This is one in a series of posts on the Fujifilm GFX 100S. You should be able to find all the posts about that camera in the Category List on the right sidebar, below the Articles widget. There’s a drop-down menu there that you can use to get to all the posts in this series; just look for “GFX 100S”. Since it’s more about the lenses than the camera, I’m also tagging it with the other Fuji GFX tags.
There has been some confusion about the directions that I’ve been using in my off-axis testing of the Fuji GF lenses. I sympathize; the topic is inherently confusing on several levels. I’ll try to peel that onion for you.
The first step is to understand what I mean by radial and tangential directions. I am using those terms because, in a well-constructed lens, lens aberrations have radial symmetry, or symmetry in which the aberrations exhibit correspondence or regularity around a central axis in the center of the image. I’ve drawn lines in the radial direction on the image below (made with the 23 mm f/4 GF lens).

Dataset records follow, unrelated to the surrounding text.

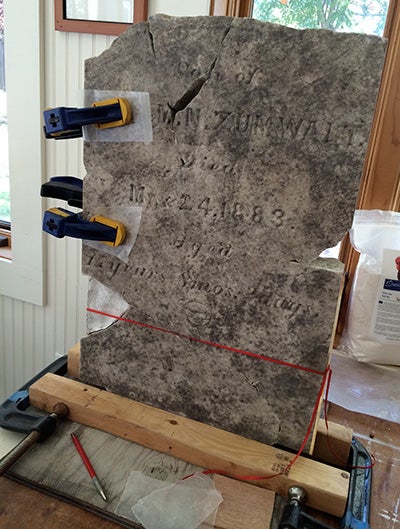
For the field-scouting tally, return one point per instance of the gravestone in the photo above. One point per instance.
(259, 137)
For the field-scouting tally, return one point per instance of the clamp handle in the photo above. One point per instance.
(67, 122)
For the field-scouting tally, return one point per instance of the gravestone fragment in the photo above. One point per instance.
(259, 138)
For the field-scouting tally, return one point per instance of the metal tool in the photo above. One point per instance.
(61, 222)
(15, 416)
(68, 188)
(358, 502)
(67, 122)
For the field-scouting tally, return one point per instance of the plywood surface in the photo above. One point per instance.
(193, 441)
(54, 467)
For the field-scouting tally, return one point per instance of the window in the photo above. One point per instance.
(4, 171)
(380, 183)
(359, 16)
(21, 277)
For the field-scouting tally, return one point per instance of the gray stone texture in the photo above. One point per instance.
(260, 134)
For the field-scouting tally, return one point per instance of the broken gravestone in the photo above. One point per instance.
(259, 138)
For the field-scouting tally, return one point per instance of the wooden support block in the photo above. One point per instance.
(332, 445)
(245, 506)
(334, 453)
(197, 443)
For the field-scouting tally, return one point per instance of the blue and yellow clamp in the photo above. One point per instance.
(61, 222)
(67, 122)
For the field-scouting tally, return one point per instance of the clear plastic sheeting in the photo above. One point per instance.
(186, 504)
(365, 388)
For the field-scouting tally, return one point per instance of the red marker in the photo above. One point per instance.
(88, 466)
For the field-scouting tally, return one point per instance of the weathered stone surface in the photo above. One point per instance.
(260, 134)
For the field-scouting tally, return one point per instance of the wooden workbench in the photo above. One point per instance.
(22, 507)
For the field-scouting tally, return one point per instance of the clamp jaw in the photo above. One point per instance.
(67, 122)
(358, 501)
(61, 222)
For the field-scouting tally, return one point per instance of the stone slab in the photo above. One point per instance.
(259, 138)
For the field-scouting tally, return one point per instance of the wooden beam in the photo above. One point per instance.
(195, 442)
(332, 445)
(333, 451)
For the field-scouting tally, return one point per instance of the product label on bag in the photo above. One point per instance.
(386, 318)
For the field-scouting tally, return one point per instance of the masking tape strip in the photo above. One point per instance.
(130, 216)
(140, 130)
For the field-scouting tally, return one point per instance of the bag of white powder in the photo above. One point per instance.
(372, 330)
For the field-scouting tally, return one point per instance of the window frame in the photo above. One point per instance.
(22, 277)
(62, 23)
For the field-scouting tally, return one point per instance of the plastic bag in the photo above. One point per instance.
(186, 504)
(372, 330)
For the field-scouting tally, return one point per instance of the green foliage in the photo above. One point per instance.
(5, 205)
(335, 15)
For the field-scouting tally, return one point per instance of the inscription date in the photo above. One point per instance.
(210, 207)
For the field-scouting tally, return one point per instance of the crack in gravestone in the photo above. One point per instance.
(260, 134)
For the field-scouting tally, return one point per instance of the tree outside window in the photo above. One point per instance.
(4, 170)
(360, 16)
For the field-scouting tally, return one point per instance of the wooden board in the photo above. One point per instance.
(197, 443)
(55, 467)
(16, 510)
(333, 452)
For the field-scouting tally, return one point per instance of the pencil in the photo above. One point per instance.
(88, 466)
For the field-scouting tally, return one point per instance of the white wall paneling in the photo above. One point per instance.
(32, 335)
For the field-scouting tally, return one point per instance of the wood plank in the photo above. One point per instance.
(22, 507)
(54, 467)
(339, 435)
(197, 443)
(332, 445)
(244, 505)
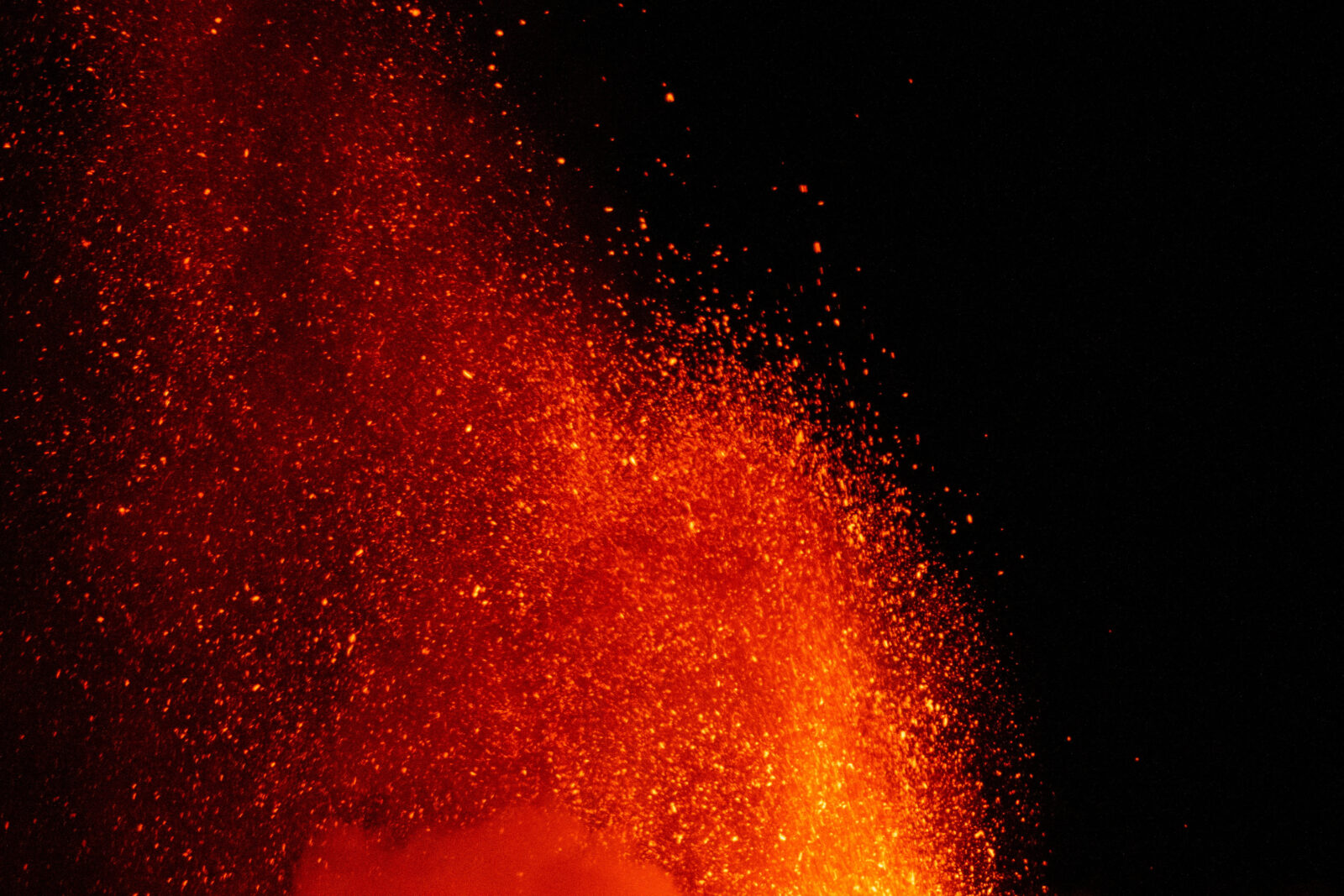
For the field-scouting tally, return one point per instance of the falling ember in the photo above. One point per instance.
(367, 550)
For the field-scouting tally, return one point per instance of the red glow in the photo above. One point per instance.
(391, 526)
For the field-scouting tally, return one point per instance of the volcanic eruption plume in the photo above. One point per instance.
(362, 540)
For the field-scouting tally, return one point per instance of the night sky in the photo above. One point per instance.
(1077, 237)
(1074, 238)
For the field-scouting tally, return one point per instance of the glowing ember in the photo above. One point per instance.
(386, 555)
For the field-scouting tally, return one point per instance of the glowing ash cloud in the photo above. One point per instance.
(367, 519)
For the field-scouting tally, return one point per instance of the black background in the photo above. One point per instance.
(1092, 244)
(1095, 244)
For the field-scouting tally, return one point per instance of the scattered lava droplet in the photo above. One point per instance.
(371, 537)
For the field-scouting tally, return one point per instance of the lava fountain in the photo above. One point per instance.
(363, 542)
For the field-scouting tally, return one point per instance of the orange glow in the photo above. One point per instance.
(402, 540)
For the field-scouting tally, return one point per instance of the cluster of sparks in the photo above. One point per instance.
(360, 516)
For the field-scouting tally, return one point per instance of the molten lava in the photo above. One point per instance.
(386, 553)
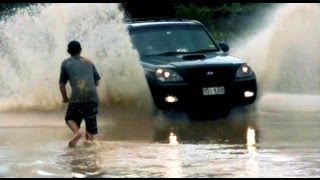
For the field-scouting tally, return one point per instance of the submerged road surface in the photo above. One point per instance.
(269, 142)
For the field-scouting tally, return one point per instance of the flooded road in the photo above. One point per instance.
(261, 143)
(279, 138)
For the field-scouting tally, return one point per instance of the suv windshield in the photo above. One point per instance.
(171, 39)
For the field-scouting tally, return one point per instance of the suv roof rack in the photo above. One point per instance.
(154, 19)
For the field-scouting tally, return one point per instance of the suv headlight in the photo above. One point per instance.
(244, 71)
(166, 75)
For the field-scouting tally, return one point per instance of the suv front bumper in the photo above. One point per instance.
(190, 96)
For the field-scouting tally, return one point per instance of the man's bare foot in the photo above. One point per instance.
(74, 140)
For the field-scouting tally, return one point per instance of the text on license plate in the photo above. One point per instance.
(213, 90)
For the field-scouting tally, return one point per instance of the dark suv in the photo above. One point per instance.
(187, 70)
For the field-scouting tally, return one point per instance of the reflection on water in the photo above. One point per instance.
(245, 145)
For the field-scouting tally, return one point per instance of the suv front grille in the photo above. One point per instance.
(219, 75)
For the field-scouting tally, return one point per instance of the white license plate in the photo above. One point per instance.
(213, 90)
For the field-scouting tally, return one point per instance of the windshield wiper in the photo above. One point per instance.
(169, 53)
(189, 52)
(204, 50)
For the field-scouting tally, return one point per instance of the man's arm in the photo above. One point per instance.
(62, 82)
(63, 91)
(96, 75)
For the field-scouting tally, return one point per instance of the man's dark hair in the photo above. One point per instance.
(74, 48)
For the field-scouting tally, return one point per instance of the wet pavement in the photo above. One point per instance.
(260, 143)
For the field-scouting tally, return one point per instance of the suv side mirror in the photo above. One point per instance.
(224, 47)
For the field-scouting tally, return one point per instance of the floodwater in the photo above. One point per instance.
(275, 137)
(262, 143)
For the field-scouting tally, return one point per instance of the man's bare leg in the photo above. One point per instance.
(76, 133)
(89, 137)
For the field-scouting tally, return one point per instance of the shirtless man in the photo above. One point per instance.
(83, 103)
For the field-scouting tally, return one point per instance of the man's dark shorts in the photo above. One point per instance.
(87, 111)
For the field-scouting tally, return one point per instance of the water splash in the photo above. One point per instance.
(284, 52)
(33, 45)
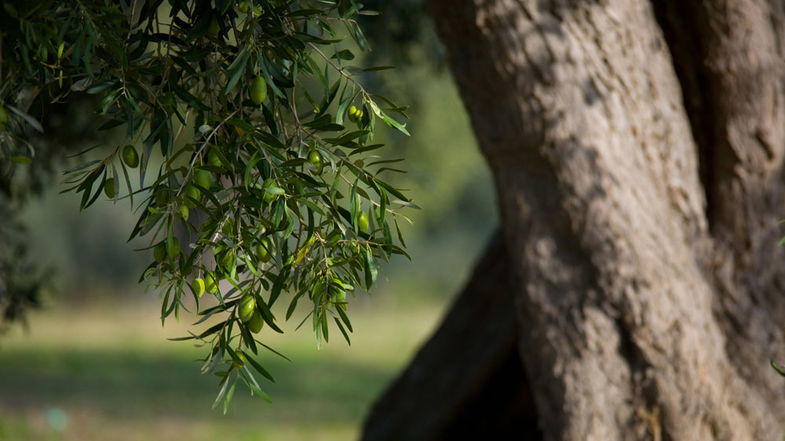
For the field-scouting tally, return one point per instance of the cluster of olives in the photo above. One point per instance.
(355, 114)
(3, 118)
(131, 159)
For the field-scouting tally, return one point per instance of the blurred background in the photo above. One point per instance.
(95, 362)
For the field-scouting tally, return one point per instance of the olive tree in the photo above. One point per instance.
(243, 139)
(636, 289)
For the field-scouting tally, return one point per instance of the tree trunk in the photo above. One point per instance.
(637, 150)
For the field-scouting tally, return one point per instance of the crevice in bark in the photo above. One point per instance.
(467, 377)
(677, 21)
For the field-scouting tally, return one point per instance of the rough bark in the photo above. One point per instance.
(637, 150)
(467, 379)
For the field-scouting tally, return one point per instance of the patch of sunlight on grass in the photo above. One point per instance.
(108, 373)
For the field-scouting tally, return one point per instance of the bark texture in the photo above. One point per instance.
(468, 379)
(637, 150)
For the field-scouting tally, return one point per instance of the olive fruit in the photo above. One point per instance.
(265, 250)
(110, 188)
(3, 117)
(184, 212)
(246, 308)
(161, 197)
(227, 261)
(130, 157)
(203, 178)
(338, 298)
(210, 284)
(352, 112)
(256, 323)
(172, 247)
(159, 252)
(239, 360)
(258, 90)
(197, 287)
(269, 197)
(213, 159)
(362, 222)
(191, 193)
(214, 27)
(315, 158)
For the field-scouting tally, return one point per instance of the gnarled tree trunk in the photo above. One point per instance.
(637, 149)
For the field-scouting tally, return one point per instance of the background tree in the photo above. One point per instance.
(637, 150)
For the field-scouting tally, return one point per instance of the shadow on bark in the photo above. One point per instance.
(467, 380)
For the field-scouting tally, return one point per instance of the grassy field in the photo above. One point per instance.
(109, 374)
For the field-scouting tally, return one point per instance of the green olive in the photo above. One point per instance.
(161, 197)
(204, 178)
(227, 261)
(265, 250)
(338, 297)
(191, 193)
(256, 323)
(197, 287)
(214, 28)
(246, 308)
(269, 197)
(213, 159)
(352, 112)
(184, 212)
(258, 90)
(315, 158)
(130, 157)
(210, 283)
(159, 252)
(362, 222)
(110, 188)
(239, 361)
(172, 247)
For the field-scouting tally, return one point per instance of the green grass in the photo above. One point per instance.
(110, 373)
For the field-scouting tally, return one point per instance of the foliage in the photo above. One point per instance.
(253, 139)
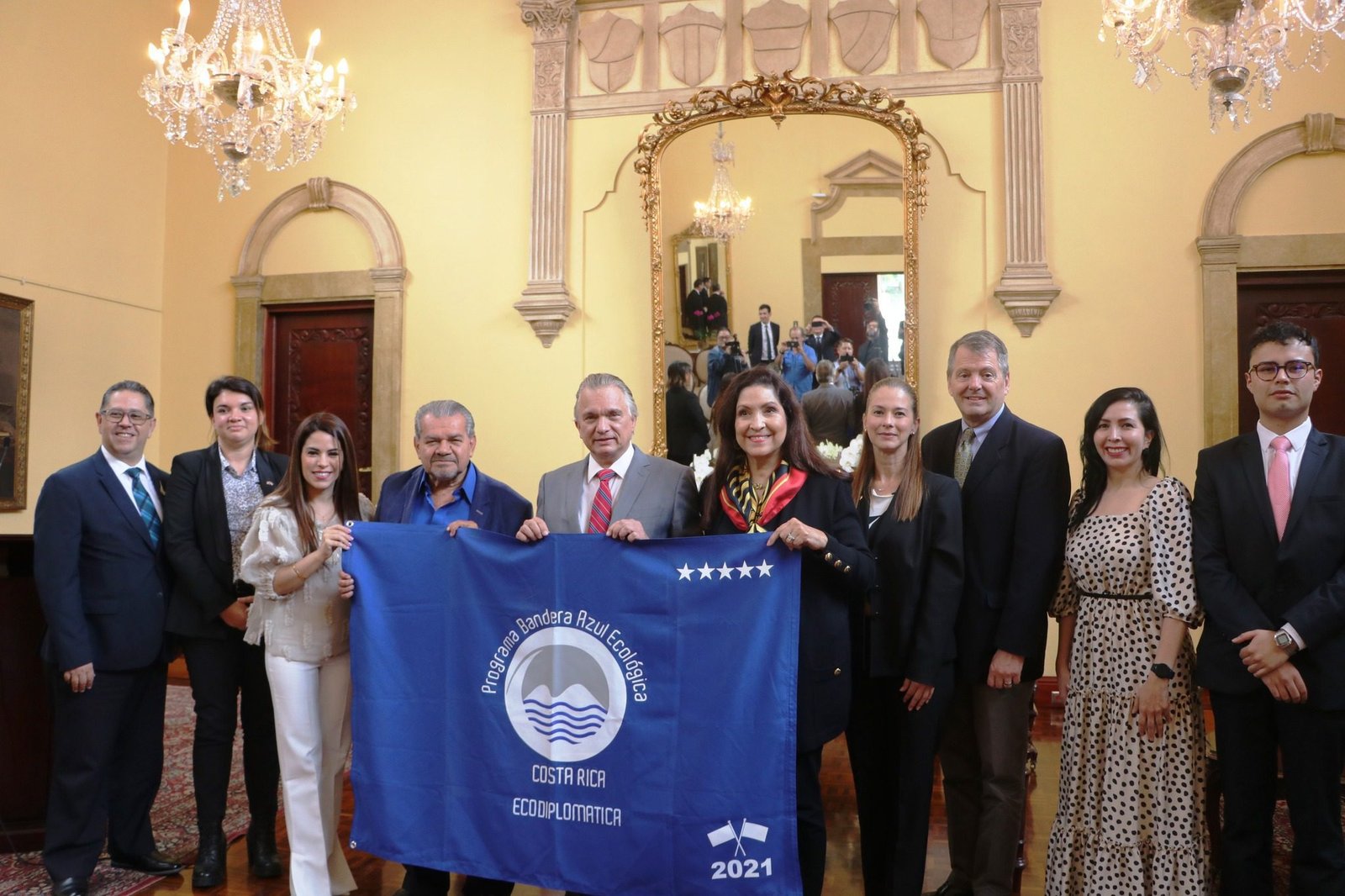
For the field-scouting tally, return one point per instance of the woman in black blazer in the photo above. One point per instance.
(205, 521)
(770, 478)
(903, 640)
(688, 430)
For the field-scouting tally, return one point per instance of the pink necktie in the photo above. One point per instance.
(600, 515)
(1278, 482)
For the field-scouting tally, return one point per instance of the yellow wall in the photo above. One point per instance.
(443, 140)
(82, 192)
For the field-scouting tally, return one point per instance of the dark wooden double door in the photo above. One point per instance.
(320, 356)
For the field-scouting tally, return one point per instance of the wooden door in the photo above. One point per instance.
(842, 303)
(320, 356)
(1311, 299)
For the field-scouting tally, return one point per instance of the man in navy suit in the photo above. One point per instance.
(643, 497)
(103, 580)
(1015, 497)
(448, 490)
(1270, 568)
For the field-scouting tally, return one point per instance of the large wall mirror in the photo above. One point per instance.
(837, 179)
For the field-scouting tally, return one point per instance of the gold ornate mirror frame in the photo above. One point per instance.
(778, 98)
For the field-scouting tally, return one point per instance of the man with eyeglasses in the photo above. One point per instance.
(103, 580)
(1270, 568)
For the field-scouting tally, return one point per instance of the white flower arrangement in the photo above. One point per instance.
(849, 458)
(704, 465)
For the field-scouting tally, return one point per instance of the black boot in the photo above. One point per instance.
(262, 858)
(210, 858)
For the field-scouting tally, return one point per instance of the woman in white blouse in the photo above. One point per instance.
(302, 614)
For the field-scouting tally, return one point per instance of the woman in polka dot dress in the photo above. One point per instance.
(1133, 751)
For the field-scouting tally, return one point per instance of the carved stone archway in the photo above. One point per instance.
(383, 284)
(1224, 252)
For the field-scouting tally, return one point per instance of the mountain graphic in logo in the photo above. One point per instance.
(565, 694)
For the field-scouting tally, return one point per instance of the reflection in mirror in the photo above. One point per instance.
(699, 279)
(836, 199)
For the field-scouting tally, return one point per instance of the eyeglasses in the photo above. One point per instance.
(1268, 370)
(138, 417)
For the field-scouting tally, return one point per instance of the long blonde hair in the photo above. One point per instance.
(911, 488)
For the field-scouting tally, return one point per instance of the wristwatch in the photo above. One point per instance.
(1284, 642)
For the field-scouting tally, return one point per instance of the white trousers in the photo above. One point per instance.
(313, 736)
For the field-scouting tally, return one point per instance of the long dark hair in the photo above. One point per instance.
(911, 488)
(291, 492)
(1095, 470)
(244, 387)
(798, 448)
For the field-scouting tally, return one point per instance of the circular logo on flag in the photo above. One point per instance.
(565, 694)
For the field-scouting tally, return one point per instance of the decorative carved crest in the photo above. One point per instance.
(954, 29)
(609, 45)
(777, 29)
(693, 42)
(865, 30)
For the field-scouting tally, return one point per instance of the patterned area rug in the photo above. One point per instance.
(174, 815)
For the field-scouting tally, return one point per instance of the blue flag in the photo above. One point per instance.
(578, 714)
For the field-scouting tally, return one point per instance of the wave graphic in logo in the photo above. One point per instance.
(565, 694)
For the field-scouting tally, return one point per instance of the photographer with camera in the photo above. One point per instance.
(797, 362)
(849, 370)
(725, 356)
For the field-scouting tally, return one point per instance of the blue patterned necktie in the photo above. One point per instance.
(145, 506)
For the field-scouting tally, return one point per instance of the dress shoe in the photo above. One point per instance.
(946, 888)
(71, 887)
(152, 862)
(262, 858)
(210, 858)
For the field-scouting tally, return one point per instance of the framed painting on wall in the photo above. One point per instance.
(15, 380)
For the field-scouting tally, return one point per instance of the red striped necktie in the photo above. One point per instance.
(600, 514)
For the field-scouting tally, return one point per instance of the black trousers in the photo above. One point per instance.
(430, 882)
(219, 669)
(1250, 730)
(108, 755)
(892, 752)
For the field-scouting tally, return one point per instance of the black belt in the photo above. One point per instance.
(1143, 596)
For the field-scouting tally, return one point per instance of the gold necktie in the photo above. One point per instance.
(962, 456)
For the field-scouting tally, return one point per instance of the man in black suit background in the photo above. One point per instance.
(764, 338)
(448, 490)
(103, 580)
(1270, 569)
(1015, 497)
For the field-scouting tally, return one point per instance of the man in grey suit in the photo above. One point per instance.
(618, 490)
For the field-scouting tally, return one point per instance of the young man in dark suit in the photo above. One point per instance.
(1270, 569)
(103, 580)
(1015, 497)
(448, 490)
(763, 338)
(208, 510)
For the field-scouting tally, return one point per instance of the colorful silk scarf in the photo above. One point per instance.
(741, 506)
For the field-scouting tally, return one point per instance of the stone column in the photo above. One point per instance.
(1026, 287)
(546, 303)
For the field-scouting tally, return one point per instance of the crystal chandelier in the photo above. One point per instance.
(724, 215)
(242, 93)
(1237, 46)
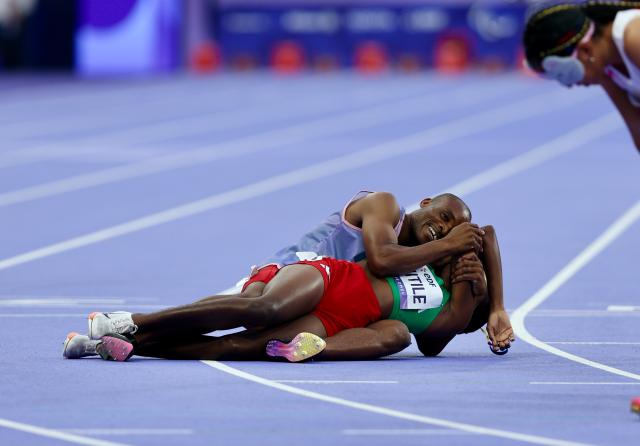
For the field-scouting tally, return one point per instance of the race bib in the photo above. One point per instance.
(419, 290)
(307, 255)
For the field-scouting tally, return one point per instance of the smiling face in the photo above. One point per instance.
(437, 216)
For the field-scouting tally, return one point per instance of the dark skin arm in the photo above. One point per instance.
(378, 214)
(452, 320)
(629, 113)
(498, 325)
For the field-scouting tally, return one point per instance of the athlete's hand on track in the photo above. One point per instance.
(499, 329)
(465, 237)
(469, 268)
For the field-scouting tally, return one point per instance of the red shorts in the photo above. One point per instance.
(348, 300)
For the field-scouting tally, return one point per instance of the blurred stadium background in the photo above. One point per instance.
(142, 37)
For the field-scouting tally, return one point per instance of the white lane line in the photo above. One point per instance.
(299, 133)
(123, 431)
(421, 141)
(580, 261)
(590, 343)
(582, 313)
(79, 298)
(328, 381)
(623, 308)
(28, 315)
(52, 433)
(582, 383)
(105, 306)
(35, 302)
(394, 432)
(534, 439)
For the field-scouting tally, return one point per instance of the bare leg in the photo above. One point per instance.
(293, 292)
(379, 339)
(248, 345)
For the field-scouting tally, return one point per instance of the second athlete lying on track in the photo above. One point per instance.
(342, 301)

Now here are lines in the tangential direction:
If we refer to the edges in the slanted edge figure in the target, we can see that one of them is more-or-less in the tangential direction, and the other is mostly in the radial direction (they’re not exactly in those directions because they need to be a little off to make the slanted edge technique work). I’ve labeled the edges on the drawing below:
And that’s all you need to understand the testing I’ve reported on so far. However, there is one more layer of complexity to peel away. The slanted edge method measures the blur perpendicular to the edge being analyzed. So the tangential edge is used to measure radial blur, and the radial edge is used to measure tangential blur. I’ve marked the edges appropriately below:
In lens testing, the usual convention is to talk about the direction of the blur rather than the direction of the edge. Here is an Imatest analysis of the radial edge in the above image:
Note that it says the edge profile is tangential. And, if you understand what they’re doing, it makes sense. They are analyzing the profile of the edge perpendicular to the direction of the edge itself. In the nomenclature that I’m describing, radial is perpendicular to tangential.
Here’s what Imatest has to say about the tangential edge:
Wait, what? It’s calling that profile sagittal! In this context, sagittal is another name for radial.